Toutes ces ressources constituent une grande avancée pour l’UE : nous avons obtenu un accord de remboursement juridiquement contraignant où elles se retrouvent toutes dans un calendrier précis. C’est sans précédent. La dernière ressource propre mise en place date de 1988. Le sujet a toujours été extrême- ment compliqué pour les États. Cependant, en 2019, les Européens ont voté pour plus de justice fiscale et pour une Europe qui assure leur prospérité. Les deux sont des objectifs fondamentaux de ces ressources propres. La réforme en cours va complètement changer le visage de notre projet politique.
3/ La Pologne et d’autres États membres ainsi que des acteurs industriels continuent d’opposer transition énergétique et les enjeux écologiques d’une part à la préservation de l’emploi et aux intérêts économiques d’autre part. Quel rôle pourrait jouer le Budget européen pour aider à dépasser cette opposition ?
Un rôle de bâtisseur de ponts. Prenons l’exemple du Fonds de transition juste. L’Union a établi un objectif commun de neutralité climatique d’ici 2050 au niveau continental. Toutefois, nous devons prendre en compte les réalités qui s’imposent à chaque État. C’est pourquoi nous avons créé ce fonds (17,5 milliards avec NextGenEU) qui permettra d’accompagner tous les territoires dans la dé- carbonation des systèmes énergétiques et de l’économie. La Pologne en sera la première bénéficiaire. C’est là qu’on voit que la solidarité européenne est un outil pour l’établissement d’objectifs communs. Et le budget européen, c’est un outil de solidarité.
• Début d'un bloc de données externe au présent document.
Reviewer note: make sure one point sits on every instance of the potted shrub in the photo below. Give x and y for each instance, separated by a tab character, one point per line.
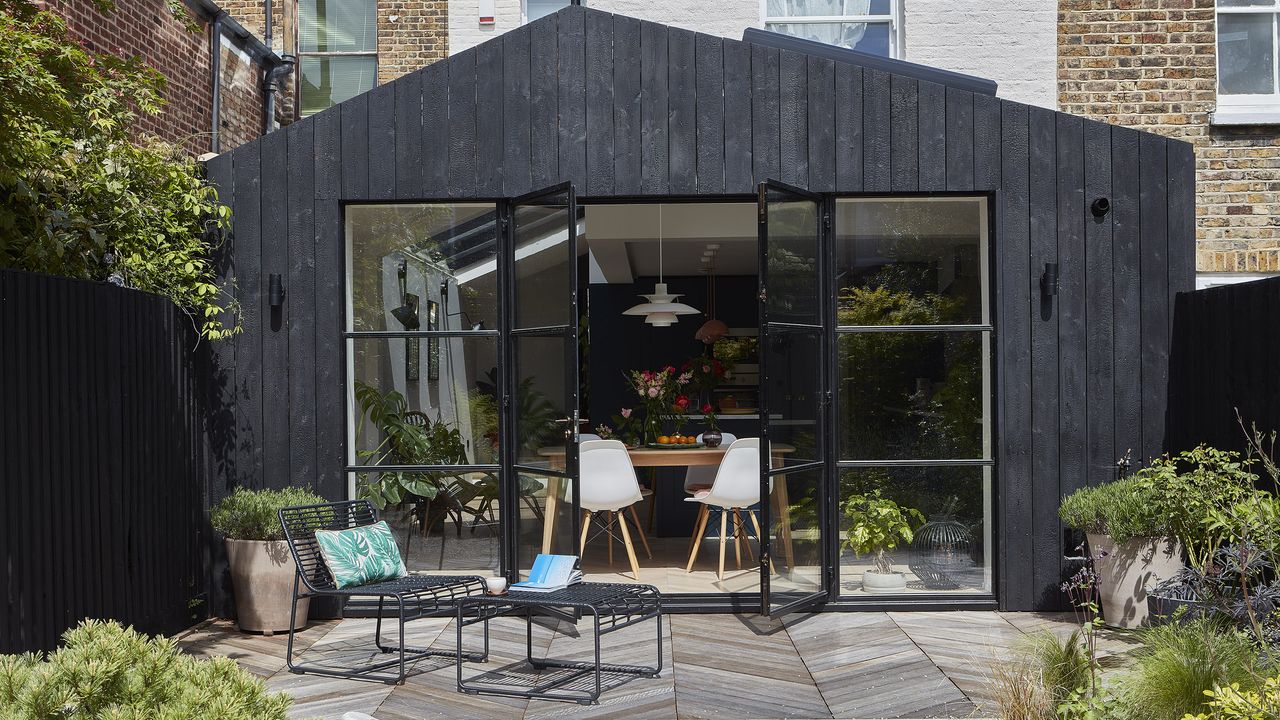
260	561
877	524
1130	541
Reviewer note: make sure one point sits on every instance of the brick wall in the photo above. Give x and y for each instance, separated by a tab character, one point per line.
1151	64
146	28
411	33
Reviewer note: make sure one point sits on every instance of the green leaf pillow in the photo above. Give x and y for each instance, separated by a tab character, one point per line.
357	556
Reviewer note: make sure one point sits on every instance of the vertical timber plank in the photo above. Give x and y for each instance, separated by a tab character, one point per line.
709	71
654	164
1100	379
822	124
599	104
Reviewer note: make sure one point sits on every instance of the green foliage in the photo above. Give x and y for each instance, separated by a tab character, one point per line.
80	196
1233	702
251	514
1196	490
877	524
106	671
1125	509
1179	662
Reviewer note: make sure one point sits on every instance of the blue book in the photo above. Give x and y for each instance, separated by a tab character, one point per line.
551	573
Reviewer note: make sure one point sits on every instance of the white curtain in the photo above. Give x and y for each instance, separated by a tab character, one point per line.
845	35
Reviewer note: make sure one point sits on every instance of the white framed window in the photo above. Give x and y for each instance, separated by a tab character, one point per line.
867	26
534	9
337	51
1248	78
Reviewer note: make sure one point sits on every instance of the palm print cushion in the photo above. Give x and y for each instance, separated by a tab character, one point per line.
361	555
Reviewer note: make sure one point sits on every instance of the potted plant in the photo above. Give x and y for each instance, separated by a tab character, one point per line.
260	561
877	524
1130	542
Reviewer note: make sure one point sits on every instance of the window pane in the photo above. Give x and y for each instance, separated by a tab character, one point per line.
864	37
792	363
405	258
337	26
826	8
424	401
910	263
913	395
950	550
328	81
791	270
535	9
1246	54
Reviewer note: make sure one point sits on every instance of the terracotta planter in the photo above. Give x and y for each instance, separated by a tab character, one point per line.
1127	570
263	580
876	582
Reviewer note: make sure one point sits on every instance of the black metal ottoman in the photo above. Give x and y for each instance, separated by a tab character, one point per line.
612	607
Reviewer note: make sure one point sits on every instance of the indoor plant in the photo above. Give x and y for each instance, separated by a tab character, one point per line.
877	524
260	561
1130	542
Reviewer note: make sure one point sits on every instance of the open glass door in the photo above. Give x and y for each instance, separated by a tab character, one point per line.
540	404
795	572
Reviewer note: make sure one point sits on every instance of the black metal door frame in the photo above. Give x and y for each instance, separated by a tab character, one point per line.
510	382
827	520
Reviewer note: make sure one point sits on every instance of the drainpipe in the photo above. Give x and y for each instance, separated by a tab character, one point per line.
215	64
272	83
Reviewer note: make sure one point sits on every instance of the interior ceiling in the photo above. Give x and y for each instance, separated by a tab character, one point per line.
624	238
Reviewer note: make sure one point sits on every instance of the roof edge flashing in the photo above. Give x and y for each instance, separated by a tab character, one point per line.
917	71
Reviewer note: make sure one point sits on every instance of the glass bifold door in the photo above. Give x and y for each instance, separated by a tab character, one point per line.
462	372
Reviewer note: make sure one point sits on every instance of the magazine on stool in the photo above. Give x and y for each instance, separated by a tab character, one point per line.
551	573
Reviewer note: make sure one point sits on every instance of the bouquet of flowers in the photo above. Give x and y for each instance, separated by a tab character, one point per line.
662	395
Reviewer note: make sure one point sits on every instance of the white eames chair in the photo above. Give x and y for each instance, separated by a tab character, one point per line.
735	490
608	488
700	477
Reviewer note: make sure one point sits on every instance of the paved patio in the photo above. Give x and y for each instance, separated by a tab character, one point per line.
865	665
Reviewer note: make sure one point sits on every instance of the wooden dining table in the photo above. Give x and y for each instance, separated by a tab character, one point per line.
671	458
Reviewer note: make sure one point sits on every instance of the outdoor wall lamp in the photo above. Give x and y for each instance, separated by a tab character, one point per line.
1048	281
1100	208
275	291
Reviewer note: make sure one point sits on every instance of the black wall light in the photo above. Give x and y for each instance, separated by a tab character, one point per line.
1048	281
1100	208
275	290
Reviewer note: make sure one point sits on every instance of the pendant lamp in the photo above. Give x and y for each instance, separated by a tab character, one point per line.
661	310
712	329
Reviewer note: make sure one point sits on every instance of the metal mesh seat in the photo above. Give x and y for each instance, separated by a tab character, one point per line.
414	596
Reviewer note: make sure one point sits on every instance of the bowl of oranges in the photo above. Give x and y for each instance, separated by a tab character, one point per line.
676	442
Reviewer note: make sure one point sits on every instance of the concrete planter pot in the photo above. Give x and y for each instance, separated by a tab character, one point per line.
1125	570
263	580
876	582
Par ailleurs, le budget européen comporte aussi les fonds de la politique de cohésion. De nouveau, la Pologne est première bénéficiaire nette. Ces fonds sont essentiels pour le développement de son économie. En contrepartie de la convergence économique, nous demandons à travers ces fonds d’atteindre des objectifs climatiques et de respecter le Green Deal. C’est tout un exercice d’équilibre.
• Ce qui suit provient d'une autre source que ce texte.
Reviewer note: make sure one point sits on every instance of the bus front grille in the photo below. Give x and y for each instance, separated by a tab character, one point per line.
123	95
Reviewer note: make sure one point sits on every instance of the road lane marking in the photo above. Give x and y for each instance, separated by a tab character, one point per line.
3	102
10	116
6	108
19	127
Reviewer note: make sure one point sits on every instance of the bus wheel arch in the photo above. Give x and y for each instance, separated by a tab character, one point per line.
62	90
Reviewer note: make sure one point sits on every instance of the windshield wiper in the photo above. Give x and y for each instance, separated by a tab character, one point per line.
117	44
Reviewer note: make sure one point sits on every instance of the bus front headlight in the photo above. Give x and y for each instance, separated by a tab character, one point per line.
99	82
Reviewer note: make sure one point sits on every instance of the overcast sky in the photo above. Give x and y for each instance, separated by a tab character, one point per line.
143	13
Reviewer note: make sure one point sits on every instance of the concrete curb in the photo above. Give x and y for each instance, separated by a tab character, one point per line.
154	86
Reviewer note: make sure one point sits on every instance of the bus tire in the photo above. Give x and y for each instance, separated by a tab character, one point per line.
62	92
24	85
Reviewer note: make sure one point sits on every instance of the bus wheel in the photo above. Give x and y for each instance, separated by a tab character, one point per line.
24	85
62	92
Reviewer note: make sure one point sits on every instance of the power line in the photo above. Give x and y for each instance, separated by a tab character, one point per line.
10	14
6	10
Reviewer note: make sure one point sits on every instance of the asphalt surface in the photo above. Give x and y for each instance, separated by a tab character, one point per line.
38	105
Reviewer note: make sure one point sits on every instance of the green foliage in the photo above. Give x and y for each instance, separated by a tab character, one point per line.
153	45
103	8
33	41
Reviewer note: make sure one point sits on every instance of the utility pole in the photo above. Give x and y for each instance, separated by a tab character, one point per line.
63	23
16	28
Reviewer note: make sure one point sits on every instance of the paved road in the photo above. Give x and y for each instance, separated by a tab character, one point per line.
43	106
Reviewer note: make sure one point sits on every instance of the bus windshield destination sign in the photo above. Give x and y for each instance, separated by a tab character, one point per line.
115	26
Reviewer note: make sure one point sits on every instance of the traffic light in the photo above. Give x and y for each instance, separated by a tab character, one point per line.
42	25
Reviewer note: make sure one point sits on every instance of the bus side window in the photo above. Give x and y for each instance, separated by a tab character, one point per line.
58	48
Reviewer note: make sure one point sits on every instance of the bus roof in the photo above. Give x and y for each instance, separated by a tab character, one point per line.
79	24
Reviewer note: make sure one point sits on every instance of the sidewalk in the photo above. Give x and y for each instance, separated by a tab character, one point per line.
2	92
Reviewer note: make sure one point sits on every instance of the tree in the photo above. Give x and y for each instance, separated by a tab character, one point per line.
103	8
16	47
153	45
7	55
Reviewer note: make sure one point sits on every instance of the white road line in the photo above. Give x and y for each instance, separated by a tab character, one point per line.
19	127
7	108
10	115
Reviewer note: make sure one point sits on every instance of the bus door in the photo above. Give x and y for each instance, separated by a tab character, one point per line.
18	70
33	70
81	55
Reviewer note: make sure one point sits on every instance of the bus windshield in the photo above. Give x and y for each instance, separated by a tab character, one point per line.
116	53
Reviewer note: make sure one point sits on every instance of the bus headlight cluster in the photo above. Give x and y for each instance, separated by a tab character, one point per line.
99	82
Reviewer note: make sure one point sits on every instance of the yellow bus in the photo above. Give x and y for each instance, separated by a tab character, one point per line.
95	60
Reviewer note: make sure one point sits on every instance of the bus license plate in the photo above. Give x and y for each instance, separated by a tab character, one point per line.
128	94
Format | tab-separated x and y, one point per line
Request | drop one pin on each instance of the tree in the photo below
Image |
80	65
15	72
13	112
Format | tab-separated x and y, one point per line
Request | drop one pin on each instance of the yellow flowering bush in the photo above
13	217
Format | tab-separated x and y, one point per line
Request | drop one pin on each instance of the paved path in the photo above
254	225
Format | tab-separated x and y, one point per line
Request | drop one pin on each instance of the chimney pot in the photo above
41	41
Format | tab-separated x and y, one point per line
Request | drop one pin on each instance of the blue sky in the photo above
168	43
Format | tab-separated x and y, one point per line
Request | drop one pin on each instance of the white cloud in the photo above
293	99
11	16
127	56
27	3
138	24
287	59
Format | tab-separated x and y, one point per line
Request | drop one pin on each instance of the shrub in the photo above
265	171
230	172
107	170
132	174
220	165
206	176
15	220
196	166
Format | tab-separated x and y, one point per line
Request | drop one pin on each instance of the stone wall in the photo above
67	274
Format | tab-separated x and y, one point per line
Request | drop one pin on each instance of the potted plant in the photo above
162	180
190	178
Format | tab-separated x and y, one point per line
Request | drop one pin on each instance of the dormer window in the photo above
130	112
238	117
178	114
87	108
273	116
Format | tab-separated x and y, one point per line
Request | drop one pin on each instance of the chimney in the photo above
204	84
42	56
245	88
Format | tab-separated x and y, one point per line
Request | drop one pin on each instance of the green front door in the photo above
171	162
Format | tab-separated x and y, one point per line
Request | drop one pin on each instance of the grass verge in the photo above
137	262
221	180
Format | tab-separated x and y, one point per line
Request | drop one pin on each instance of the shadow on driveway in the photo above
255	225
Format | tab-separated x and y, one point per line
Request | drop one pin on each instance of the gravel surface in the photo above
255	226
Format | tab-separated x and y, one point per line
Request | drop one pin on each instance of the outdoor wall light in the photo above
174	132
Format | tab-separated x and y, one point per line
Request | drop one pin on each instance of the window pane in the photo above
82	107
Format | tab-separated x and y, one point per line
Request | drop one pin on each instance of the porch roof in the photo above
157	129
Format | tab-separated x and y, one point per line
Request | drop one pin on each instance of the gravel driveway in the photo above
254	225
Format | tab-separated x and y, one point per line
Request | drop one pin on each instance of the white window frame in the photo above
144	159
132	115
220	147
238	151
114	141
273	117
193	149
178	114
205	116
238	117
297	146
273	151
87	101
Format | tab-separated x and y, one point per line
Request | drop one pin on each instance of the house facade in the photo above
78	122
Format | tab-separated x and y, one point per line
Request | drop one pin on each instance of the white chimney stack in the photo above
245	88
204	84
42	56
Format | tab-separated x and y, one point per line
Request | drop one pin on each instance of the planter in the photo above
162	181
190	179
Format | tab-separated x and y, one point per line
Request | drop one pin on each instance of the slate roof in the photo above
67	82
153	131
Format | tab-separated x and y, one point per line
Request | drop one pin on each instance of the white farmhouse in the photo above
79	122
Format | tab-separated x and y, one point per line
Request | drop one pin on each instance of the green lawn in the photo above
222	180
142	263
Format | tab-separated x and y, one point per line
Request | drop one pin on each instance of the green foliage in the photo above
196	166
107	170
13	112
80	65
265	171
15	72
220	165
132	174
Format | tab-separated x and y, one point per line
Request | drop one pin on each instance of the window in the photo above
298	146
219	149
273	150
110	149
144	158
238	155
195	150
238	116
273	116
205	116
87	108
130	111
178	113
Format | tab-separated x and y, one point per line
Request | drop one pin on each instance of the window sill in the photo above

C’est aussi la voie empruntée aujourd’hui par de nombreux plans de relance. Celui du gouvernement français, par exemple, qui fait de la transition écologique le principal levier de la reprise en lui consacrant près de 30 milliards d’euros. Ou celui de l’UE, qui n’octroiera aux Etats membres leur part des 750 milliards mobilisés qu’à condition qu’ils en consacrent 37% à la transition écologique. C’est aussi une logique qui est au cœur du Pacte vert.
Quand on sait que la transition écologique promet un potentiel énorme en termes de compétitivité, de création d’emplois, d’innovations, d’activités, de développement rapide de nouveaux marchés, on réalise bien vite que le pari du développement durable n’est pas si risqué.